Continued Positive Marks for Government Anti-Terror Efforts
But Many Say U.S. Has Been Lucky in Avoiding Attack
The federal government continues to get positive marks for efforts to reduce the threat of terrorism, but many Americans say luck is a big reason why the United States has not suffered a major attack at home since Sept. 11, 2001.
About seven-in-ten (69%) say the government is doing very (15%) or fairly well (54%) in reducing the threat of terrorism, numbers that have changed only slightly since January. Still, 30% say the ability of terrorists to attack the U.S. is now greater than it was on 9/11, while 41% think it is about the same. Just a quarter (25%) say the ability of terrorists to attack is less now than it was in 2001. These numbers also are little changed since the start of the year.
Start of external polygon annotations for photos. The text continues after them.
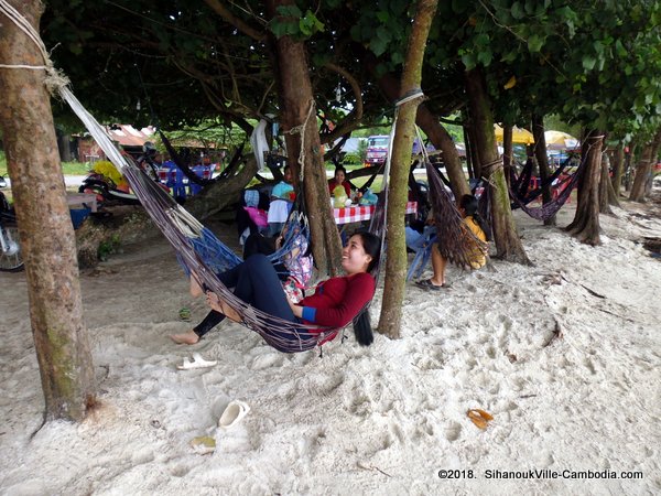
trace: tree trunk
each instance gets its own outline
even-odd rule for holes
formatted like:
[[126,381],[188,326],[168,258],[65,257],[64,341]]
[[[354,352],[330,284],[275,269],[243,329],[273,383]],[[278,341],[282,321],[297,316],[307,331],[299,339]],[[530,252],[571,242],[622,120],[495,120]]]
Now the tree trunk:
[[[277,15],[278,7],[293,4],[293,0],[269,0],[267,2],[269,17]],[[279,86],[281,126],[286,141],[289,164],[294,171],[296,182],[301,168],[304,172],[303,192],[315,265],[319,273],[335,276],[342,270],[342,244],[330,209],[328,180],[305,46],[289,35],[275,40],[274,46],[277,67],[273,74]]]
[[[409,46],[402,74],[400,99],[420,88],[424,48],[434,19],[437,0],[420,0],[409,37]],[[394,143],[392,143],[392,164],[388,191],[388,230],[386,242],[386,283],[383,302],[379,319],[379,332],[391,338],[400,337],[402,301],[407,278],[407,244],[404,239],[404,215],[409,184],[409,164],[415,136],[415,115],[421,99],[402,104],[399,107]]]
[[512,142],[512,127],[502,128],[502,169],[505,170],[505,181],[508,187],[512,176],[512,166],[514,163],[514,144]]
[[613,215],[610,205],[619,207],[619,202],[615,197],[615,190],[608,176],[610,161],[607,153],[602,153],[602,177],[599,179],[599,213]]
[[[381,91],[389,100],[394,101],[400,95],[400,83],[391,74],[379,76],[377,61],[373,55],[366,54],[364,60]],[[466,181],[456,144],[447,130],[441,125],[438,118],[424,104],[420,104],[415,123],[424,131],[436,150],[443,151],[443,163],[455,197],[460,198],[463,195],[469,194],[470,188],[468,187],[468,181]]]
[[[10,2],[39,32],[42,3]],[[7,18],[2,24],[3,64],[44,64],[37,46],[23,31]],[[83,324],[76,246],[44,78],[41,69],[0,69],[0,127],[25,257],[45,419],[82,420],[95,403],[94,368]]]
[[629,152],[625,152],[625,191],[631,192],[631,158],[633,157],[633,150],[636,145],[633,143],[629,143]]
[[[551,184],[549,183],[549,155],[546,155],[546,138],[544,137],[544,117],[539,114],[532,115],[532,136],[534,138],[534,158],[540,170],[540,182],[542,183],[542,204],[551,203]],[[544,226],[555,226],[555,215],[544,219]]]
[[58,129],[55,130],[55,134],[57,136],[57,149],[59,150],[59,160],[62,160],[63,162],[71,162],[72,137]]
[[640,154],[640,160],[636,166],[636,175],[633,176],[633,185],[629,200],[631,202],[644,203],[644,184],[652,170],[652,152],[654,150],[653,141],[646,143]]
[[[603,132],[592,130],[585,133],[582,157],[587,160],[578,183],[578,200],[574,220],[566,229],[578,240],[596,246],[602,241],[599,233],[599,179],[602,175]],[[587,154],[587,157],[586,157]]]
[[625,144],[620,141],[617,148],[615,149],[614,154],[614,171],[613,171],[613,190],[615,191],[615,197],[618,200],[620,191],[622,188],[622,174],[625,172]]
[[530,260],[523,250],[514,226],[502,161],[499,159],[496,148],[494,116],[480,71],[467,71],[465,82],[470,108],[470,123],[476,138],[473,145],[481,174],[489,180],[491,224],[497,257],[529,265]]

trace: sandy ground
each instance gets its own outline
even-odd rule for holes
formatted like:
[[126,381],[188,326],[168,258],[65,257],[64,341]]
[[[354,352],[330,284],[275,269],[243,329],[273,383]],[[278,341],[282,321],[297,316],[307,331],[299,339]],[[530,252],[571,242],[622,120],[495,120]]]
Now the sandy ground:
[[[41,429],[25,279],[2,273],[0,493],[659,494],[661,260],[641,245],[661,238],[658,207],[602,216],[596,248],[517,213],[532,267],[410,284],[401,339],[362,348],[349,330],[323,357],[227,322],[174,345],[180,309],[206,308],[165,241],[126,247],[82,274],[100,408]],[[177,370],[193,352],[218,364]],[[235,399],[249,413],[218,428]],[[494,416],[486,430],[472,408]],[[191,446],[201,435],[213,453]]]

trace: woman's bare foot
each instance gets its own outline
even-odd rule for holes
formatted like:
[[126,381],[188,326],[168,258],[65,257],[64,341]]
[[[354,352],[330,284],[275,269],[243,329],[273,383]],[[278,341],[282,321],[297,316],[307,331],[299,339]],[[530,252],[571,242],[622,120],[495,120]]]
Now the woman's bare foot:
[[176,344],[195,344],[199,341],[199,336],[193,330],[182,334],[172,334],[170,338]]
[[202,296],[204,294],[204,291],[202,290],[202,287],[199,285],[199,283],[197,282],[197,279],[195,279],[195,274],[191,274],[191,295],[193,298],[197,298],[197,296]]
[[243,322],[243,319],[241,319],[241,315],[239,315],[235,309],[229,306],[227,302],[220,300],[220,298],[212,291],[207,291],[207,303],[212,309],[214,309],[216,312],[220,312],[230,321],[238,323]]

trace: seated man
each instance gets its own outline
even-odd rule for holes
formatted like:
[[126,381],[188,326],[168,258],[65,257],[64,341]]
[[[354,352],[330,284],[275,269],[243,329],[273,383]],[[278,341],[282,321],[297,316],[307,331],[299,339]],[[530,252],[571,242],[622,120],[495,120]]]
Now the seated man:
[[347,170],[342,165],[335,168],[335,176],[328,181],[328,193],[330,193],[330,196],[333,196],[333,192],[337,186],[342,186],[345,188],[347,198],[351,197],[351,185],[348,181],[345,181],[346,176]]
[[284,223],[289,217],[294,198],[294,186],[292,186],[292,171],[289,165],[282,171],[283,179],[275,184],[271,192],[271,205],[269,206],[269,236],[274,237],[280,234]]

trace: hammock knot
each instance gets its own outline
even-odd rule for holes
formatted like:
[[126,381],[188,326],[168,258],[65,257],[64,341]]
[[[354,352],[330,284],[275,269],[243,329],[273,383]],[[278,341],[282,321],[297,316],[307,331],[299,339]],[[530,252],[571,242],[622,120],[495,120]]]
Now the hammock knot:
[[402,96],[399,100],[394,103],[394,106],[401,107],[402,105],[416,98],[424,98],[424,93],[422,93],[422,89],[420,88],[413,88],[410,91],[407,91],[404,96]]
[[488,180],[494,172],[496,172],[498,169],[502,169],[502,159],[498,158],[491,162],[485,163],[481,166],[481,173],[483,173],[483,177]]

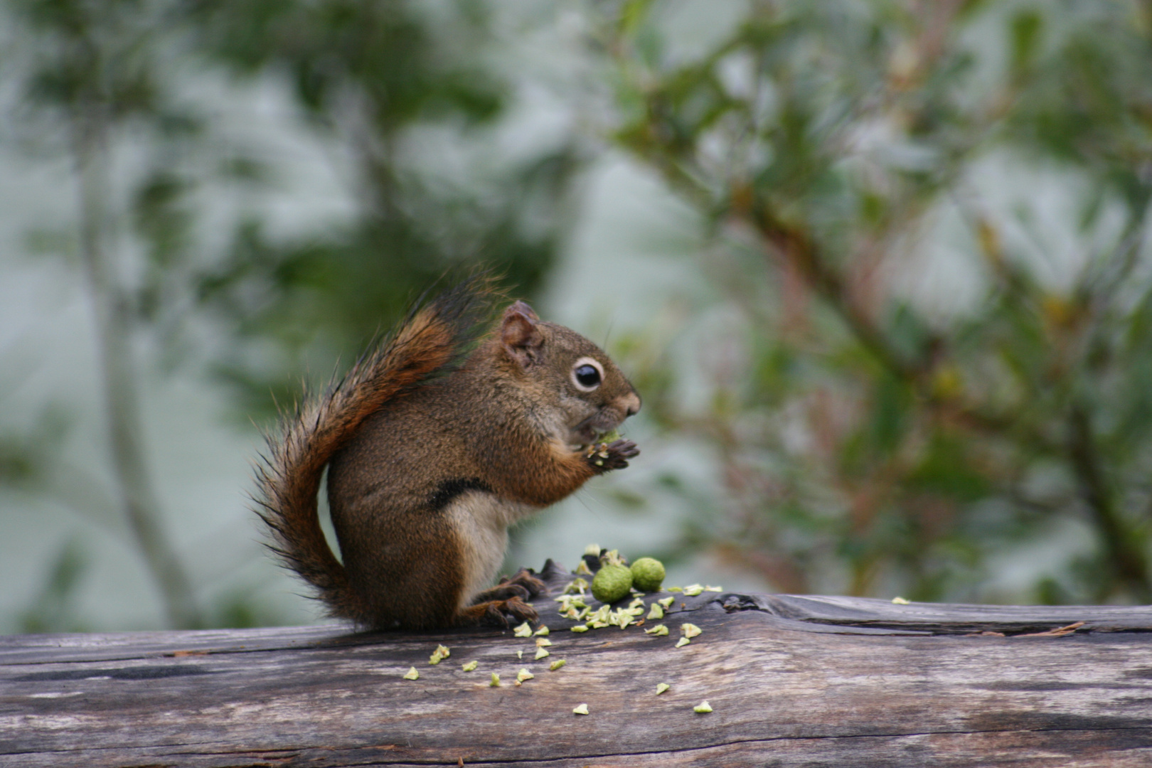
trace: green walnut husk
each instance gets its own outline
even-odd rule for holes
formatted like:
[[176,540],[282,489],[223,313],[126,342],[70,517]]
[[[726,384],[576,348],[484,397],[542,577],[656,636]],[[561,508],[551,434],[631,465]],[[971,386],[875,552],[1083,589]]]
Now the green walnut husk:
[[627,565],[604,565],[592,579],[592,596],[604,603],[628,596],[632,588],[632,571]]
[[641,557],[632,563],[632,586],[641,592],[659,592],[664,584],[664,563],[654,557]]

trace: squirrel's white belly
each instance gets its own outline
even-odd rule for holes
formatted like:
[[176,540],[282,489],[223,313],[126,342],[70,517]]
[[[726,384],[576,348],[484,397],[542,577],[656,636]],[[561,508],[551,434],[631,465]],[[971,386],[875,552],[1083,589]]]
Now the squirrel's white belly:
[[503,501],[483,491],[465,492],[445,508],[460,540],[464,571],[461,608],[472,604],[472,598],[495,580],[508,549],[508,526],[537,509],[530,504]]

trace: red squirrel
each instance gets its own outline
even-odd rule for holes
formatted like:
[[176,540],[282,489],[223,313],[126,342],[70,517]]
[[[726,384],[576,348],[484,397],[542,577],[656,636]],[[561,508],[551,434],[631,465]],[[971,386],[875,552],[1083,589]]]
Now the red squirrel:
[[[335,617],[367,629],[536,621],[546,592],[521,570],[492,581],[508,526],[597,474],[628,466],[608,444],[639,395],[596,344],[472,277],[419,306],[270,439],[258,512],[273,552]],[[320,529],[328,504],[341,564]]]

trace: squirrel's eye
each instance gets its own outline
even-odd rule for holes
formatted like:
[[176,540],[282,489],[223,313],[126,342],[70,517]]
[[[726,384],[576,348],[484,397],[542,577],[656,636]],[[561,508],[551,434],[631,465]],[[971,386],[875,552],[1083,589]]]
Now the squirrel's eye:
[[593,365],[588,358],[578,360],[576,367],[573,368],[573,381],[576,382],[578,388],[585,391],[596,389],[602,380],[604,375],[600,373],[600,366]]

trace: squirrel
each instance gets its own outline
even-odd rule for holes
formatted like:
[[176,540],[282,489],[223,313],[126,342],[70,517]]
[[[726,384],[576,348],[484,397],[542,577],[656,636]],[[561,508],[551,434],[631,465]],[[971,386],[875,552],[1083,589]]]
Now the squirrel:
[[[384,342],[286,419],[257,470],[257,512],[282,564],[333,617],[427,630],[536,621],[547,588],[521,569],[490,587],[508,526],[628,466],[599,439],[641,397],[596,344],[472,276],[419,302]],[[343,564],[320,529],[328,505]]]

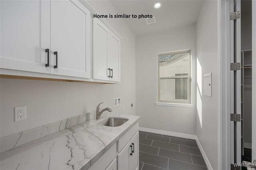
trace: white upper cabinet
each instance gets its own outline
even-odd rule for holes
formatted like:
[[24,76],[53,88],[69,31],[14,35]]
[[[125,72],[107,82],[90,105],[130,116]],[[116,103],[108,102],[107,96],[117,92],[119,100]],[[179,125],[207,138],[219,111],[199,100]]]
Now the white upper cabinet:
[[50,2],[0,1],[0,67],[49,73]]
[[90,78],[90,20],[77,0],[51,0],[51,74]]
[[85,6],[74,0],[0,3],[1,68],[90,78]]
[[108,29],[99,20],[93,20],[92,35],[92,58],[93,78],[108,80],[110,70],[108,58]]
[[120,82],[120,39],[101,21],[93,21],[93,78]]
[[1,74],[120,82],[121,36],[85,1],[1,0],[0,10]]
[[108,43],[108,55],[111,74],[110,79],[112,81],[120,82],[121,78],[120,75],[120,40],[112,32],[110,33]]

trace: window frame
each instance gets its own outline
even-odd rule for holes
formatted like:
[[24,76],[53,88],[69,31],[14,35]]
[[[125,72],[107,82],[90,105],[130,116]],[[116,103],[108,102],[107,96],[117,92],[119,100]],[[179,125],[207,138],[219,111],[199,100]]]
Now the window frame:
[[[164,77],[161,78],[159,76],[159,55],[163,55],[173,54],[177,53],[188,53],[188,76],[181,76],[172,77]],[[191,50],[184,50],[180,51],[172,51],[170,52],[158,53],[157,54],[157,105],[161,105],[161,104],[166,104],[164,106],[171,106],[172,104],[174,105],[179,104],[189,104],[191,103]],[[160,100],[160,79],[171,79],[180,78],[188,78],[188,100],[186,101],[175,101],[175,100]],[[164,105],[163,105],[164,106]]]

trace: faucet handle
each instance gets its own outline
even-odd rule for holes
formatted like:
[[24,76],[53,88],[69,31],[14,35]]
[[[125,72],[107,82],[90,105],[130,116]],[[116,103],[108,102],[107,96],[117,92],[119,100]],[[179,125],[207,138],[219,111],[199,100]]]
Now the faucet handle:
[[100,103],[100,104],[99,104],[98,105],[98,106],[97,106],[97,109],[97,109],[98,110],[100,110],[100,104],[103,104],[103,103],[104,103],[104,102]]

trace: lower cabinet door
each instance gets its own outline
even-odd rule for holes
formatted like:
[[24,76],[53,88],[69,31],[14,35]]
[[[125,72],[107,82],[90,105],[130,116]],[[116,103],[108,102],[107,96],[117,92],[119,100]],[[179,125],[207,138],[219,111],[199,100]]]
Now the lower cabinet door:
[[130,169],[130,156],[132,147],[130,142],[125,145],[123,149],[117,155],[117,167],[118,170],[129,170]]
[[116,158],[115,158],[110,165],[106,168],[105,170],[117,170],[117,164],[116,162]]
[[131,170],[139,169],[139,132],[138,132],[131,140],[132,145],[134,147],[132,155],[131,156]]
[[118,154],[118,169],[137,170],[139,167],[138,132]]

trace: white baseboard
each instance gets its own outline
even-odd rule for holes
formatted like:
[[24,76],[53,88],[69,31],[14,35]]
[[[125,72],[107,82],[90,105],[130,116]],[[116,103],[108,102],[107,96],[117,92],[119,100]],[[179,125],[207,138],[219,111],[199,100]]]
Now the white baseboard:
[[204,158],[204,162],[207,166],[209,170],[212,170],[212,168],[211,166],[209,160],[207,158],[206,155],[205,154],[204,149],[199,142],[198,139],[196,135],[194,135],[187,134],[186,133],[178,133],[177,132],[170,132],[169,131],[163,131],[162,130],[146,128],[145,127],[139,127],[139,130],[146,132],[150,132],[151,133],[158,133],[159,134],[165,135],[169,136],[175,136],[176,137],[183,137],[184,138],[189,139],[194,139],[196,141],[197,145],[198,146],[199,150],[202,153],[202,155]]
[[250,143],[244,143],[244,147],[248,149],[252,149],[252,144]]
[[165,135],[169,136],[175,136],[176,137],[183,137],[184,138],[190,139],[196,139],[196,136],[194,135],[187,134],[186,133],[178,133],[177,132],[170,132],[169,131],[163,131],[162,130],[154,129],[153,129],[146,128],[145,127],[139,127],[139,130],[144,132],[150,132],[151,133],[158,133],[158,134]]
[[201,143],[200,143],[200,142],[199,141],[199,140],[196,137],[196,143],[197,143],[197,145],[198,146],[198,148],[199,148],[199,150],[200,150],[200,152],[201,152],[201,153],[202,154],[202,155],[203,156],[203,158],[204,158],[204,162],[205,162],[206,164],[206,166],[207,166],[207,168],[209,170],[212,170],[212,167],[211,166],[211,164],[210,163],[210,162],[207,158],[207,156],[206,156],[206,155],[205,154],[204,151],[204,149],[203,149],[203,147],[202,147],[201,145]]

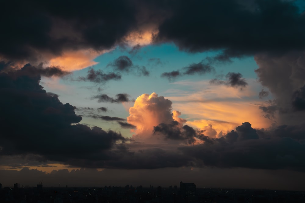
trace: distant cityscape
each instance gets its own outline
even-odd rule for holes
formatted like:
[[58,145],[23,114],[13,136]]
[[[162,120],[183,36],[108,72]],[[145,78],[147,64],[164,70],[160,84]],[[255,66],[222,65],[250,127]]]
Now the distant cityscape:
[[274,202],[305,203],[305,191],[267,190],[196,188],[193,183],[179,186],[149,187],[36,187],[14,184],[13,187],[0,184],[0,202],[35,203]]

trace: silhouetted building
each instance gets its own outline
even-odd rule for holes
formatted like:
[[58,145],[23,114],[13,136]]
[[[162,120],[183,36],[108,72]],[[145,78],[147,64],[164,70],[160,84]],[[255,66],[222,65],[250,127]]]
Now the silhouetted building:
[[193,202],[196,201],[196,185],[192,183],[180,182],[180,191],[186,202]]
[[42,184],[37,184],[37,192],[41,192],[42,191]]
[[162,187],[160,186],[157,187],[157,195],[159,197],[162,196]]

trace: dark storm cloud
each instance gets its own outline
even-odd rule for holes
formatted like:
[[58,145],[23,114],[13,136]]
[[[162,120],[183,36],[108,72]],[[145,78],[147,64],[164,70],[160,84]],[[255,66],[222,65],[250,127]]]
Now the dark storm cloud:
[[208,64],[206,64],[202,61],[198,63],[193,63],[189,66],[183,68],[184,75],[201,75],[210,72],[214,70],[214,68]]
[[39,55],[66,50],[109,49],[124,43],[131,31],[151,24],[159,31],[155,43],[173,42],[191,52],[221,50],[215,58],[219,61],[305,47],[305,16],[294,1],[90,0],[60,6],[59,2],[4,3],[3,8],[14,9],[0,14],[6,19],[0,54],[39,60]]
[[163,3],[171,15],[160,24],[156,42],[173,42],[191,52],[222,50],[221,61],[305,47],[305,16],[293,1]]
[[269,119],[274,119],[275,118],[275,114],[278,110],[276,104],[274,102],[269,105],[260,106],[258,108],[264,113],[264,117]]
[[128,98],[129,96],[126,93],[118,94],[115,98],[110,97],[106,94],[98,95],[93,96],[92,99],[97,99],[98,102],[109,102],[120,103],[130,101]]
[[[279,135],[281,128],[270,131],[262,131],[244,123],[236,128],[236,131],[232,130],[223,137],[206,137],[203,144],[180,149],[185,154],[197,159],[196,163],[199,166],[303,170],[305,145],[292,135],[300,136],[304,128],[300,131],[300,126],[291,127],[290,129],[287,126],[282,127],[288,130]],[[294,130],[296,132],[292,133]],[[271,137],[263,137],[269,134]],[[304,136],[301,137],[303,138]]]
[[115,73],[112,72],[105,73],[101,70],[96,71],[92,68],[90,68],[88,70],[87,75],[85,77],[79,77],[78,80],[104,84],[106,82],[111,80],[120,80],[121,78],[121,74],[120,73]]
[[163,73],[161,74],[161,77],[166,78],[170,81],[181,75],[179,71],[174,71]]
[[233,87],[240,87],[241,89],[248,85],[248,83],[242,75],[239,73],[229,72],[226,75],[226,80],[221,80],[217,79],[211,80],[210,83],[216,85],[225,85]]
[[123,128],[135,128],[136,126],[127,122],[122,122],[120,121],[117,121],[117,123],[121,126],[121,127]]
[[2,24],[5,28],[0,33],[0,55],[39,60],[40,55],[59,55],[65,50],[111,48],[136,24],[131,2],[4,2],[3,8],[14,9],[0,14],[0,18],[5,19]]
[[128,52],[128,53],[130,54],[135,55],[138,53],[138,52],[140,51],[142,47],[140,44],[138,44],[135,46],[134,46],[131,48],[131,50]]
[[[267,130],[254,129],[245,122],[223,137],[211,138],[204,132],[174,121],[160,124],[154,131],[166,140],[192,144],[199,139],[204,143],[176,150],[132,142],[125,143],[127,139],[113,131],[71,125],[82,118],[76,114],[75,107],[48,94],[39,84],[40,76],[28,74],[29,67],[0,73],[2,156],[33,155],[32,159],[35,160],[92,168],[304,168],[303,125]],[[118,120],[113,117],[109,117]]]
[[108,116],[88,116],[88,117],[91,117],[95,119],[101,119],[104,121],[126,121],[126,119],[122,118],[119,118],[117,117],[111,117]]
[[[21,68],[23,70],[23,74],[28,75],[41,75],[50,77],[52,76],[62,77],[71,74],[71,72],[62,70],[59,66],[43,67],[42,63],[37,66],[32,66],[29,64],[26,64]],[[0,61],[0,72],[9,72],[14,71],[16,69],[15,66],[12,63],[5,63],[4,61]]]
[[132,61],[128,57],[121,56],[113,62],[109,63],[107,66],[111,66],[116,70],[129,72],[133,65]]
[[165,72],[161,74],[162,78],[166,78],[170,81],[185,75],[202,75],[210,73],[214,70],[210,61],[203,60],[197,63],[193,63],[182,68],[180,70],[174,71],[171,72]]
[[106,107],[100,107],[98,108],[98,110],[100,110],[102,111],[107,112],[108,111],[108,109]]
[[269,95],[269,92],[268,91],[265,91],[263,89],[258,93],[258,97],[260,99],[263,99],[264,97],[268,96]]
[[148,76],[149,72],[145,66],[134,65],[129,58],[126,56],[121,56],[107,65],[117,71],[125,73],[132,73],[138,76]]
[[163,135],[166,139],[185,140],[189,144],[194,143],[194,138],[197,135],[197,132],[192,128],[186,125],[181,128],[176,121],[168,124],[162,123],[154,126],[153,133]]
[[305,85],[293,93],[292,105],[295,110],[305,110]]
[[39,85],[40,75],[32,70],[27,65],[0,73],[1,155],[36,155],[41,160],[67,162],[102,159],[117,142],[126,140],[111,130],[71,125],[82,119],[75,107],[48,94]]
[[254,59],[259,67],[255,70],[259,81],[268,88],[274,98],[272,104],[263,106],[273,106],[273,109],[277,110],[277,118],[281,124],[301,123],[305,118],[302,110],[305,84],[304,52],[292,51],[279,56],[257,54]]

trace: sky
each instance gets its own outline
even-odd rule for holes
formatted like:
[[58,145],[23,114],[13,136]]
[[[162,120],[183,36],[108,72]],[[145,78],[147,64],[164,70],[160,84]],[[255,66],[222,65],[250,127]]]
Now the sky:
[[303,1],[9,2],[2,185],[305,190]]

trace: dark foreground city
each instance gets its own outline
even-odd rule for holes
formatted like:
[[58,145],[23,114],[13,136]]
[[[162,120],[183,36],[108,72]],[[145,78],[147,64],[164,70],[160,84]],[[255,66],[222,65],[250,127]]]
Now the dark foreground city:
[[125,187],[56,187],[20,186],[2,188],[0,202],[305,202],[305,191],[229,188],[196,188],[192,183],[163,187],[150,185]]

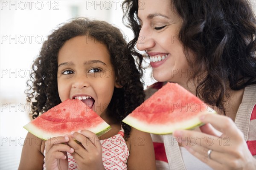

The latest national survey by the Pew Research Center for the People & the Press, conducted Oct. 13-18 among 2,251 adults, finds that the public continues to be divided over why there has not been another terrorist attack since 2001; 43% say it is mostly because America has been lucky while nearly as many (37%) say it is mostly because the government is doing a good job protecting the country. Another 13% say America is a difficult target for terrorists. These numbers have shown little change in recent years.
Currently, nearly half (47%) say the government’s anti-terrorism policies have not gone far enough to protect the country, while about a third (32%) say those policies have gone too far in restricting civil liberties.
Since January there has been a decline in the percentage saying the government’s anti-terrorism policies have not gone far enough in protecting the country. At that time, shortly after the failed Christmas Day attack on an airliner, 58% said the government had not gone far enough in protecting the country, more than double the percentage saying it had gone too far in restricting civil liberties (27%). Just two months earlier, in November 2009, 40% said the government had not gone far enough in national security, while nearly as many (36%) said it gone too far in restricting civil liberties.
Partisan Shift in Anti-Terror Ratings
Democrats are now more likely than Republicans to say the government is doing very or fairly well in reducing the threat of terrorism. Fully 84% of Democrats give the government positive ratings compared with 64% of Republicans.
During the Bush administration, the partisan gap was reversed. In February 2008, 84% of Republicans and 57% of Democrats expressed positive views of the government’s anti-terror efforts; the partisan differences were even larger (46 points) in January 2007.
Independents’ views of the government’s performance in reducing the threat of terrorism have shown less change since the Bush administration. Currently, 62% say the government is doing very or fairly well, compared with 70% last November and 64% in February 2008.
There also have been partisan shifts in other attitudes and perceptions related to terrorism. Currently, 50% of Republicans mostly credit luck, rather than effective government policies (37% of Republicans), for why there has not been another attack since 2001. Among Democrats, 44% say it is mostly because of government policies while about as many (35%) say it is because the country has been lucky so far.
In August 2006, a majority of Republicans (58%) said the United States had not suffered another terror attack mostly because of government policies, while 54% of Democrats said this was mostly because of luck. Again, independents views have changed less with the change of administrations – currently 44% say the absence of attacks since 2001 is mostly because of luck while 31% mostly credit government policies. In 2006, 40% said it was mostly because the country has been lucky and 33% said it was mostly because of government policies.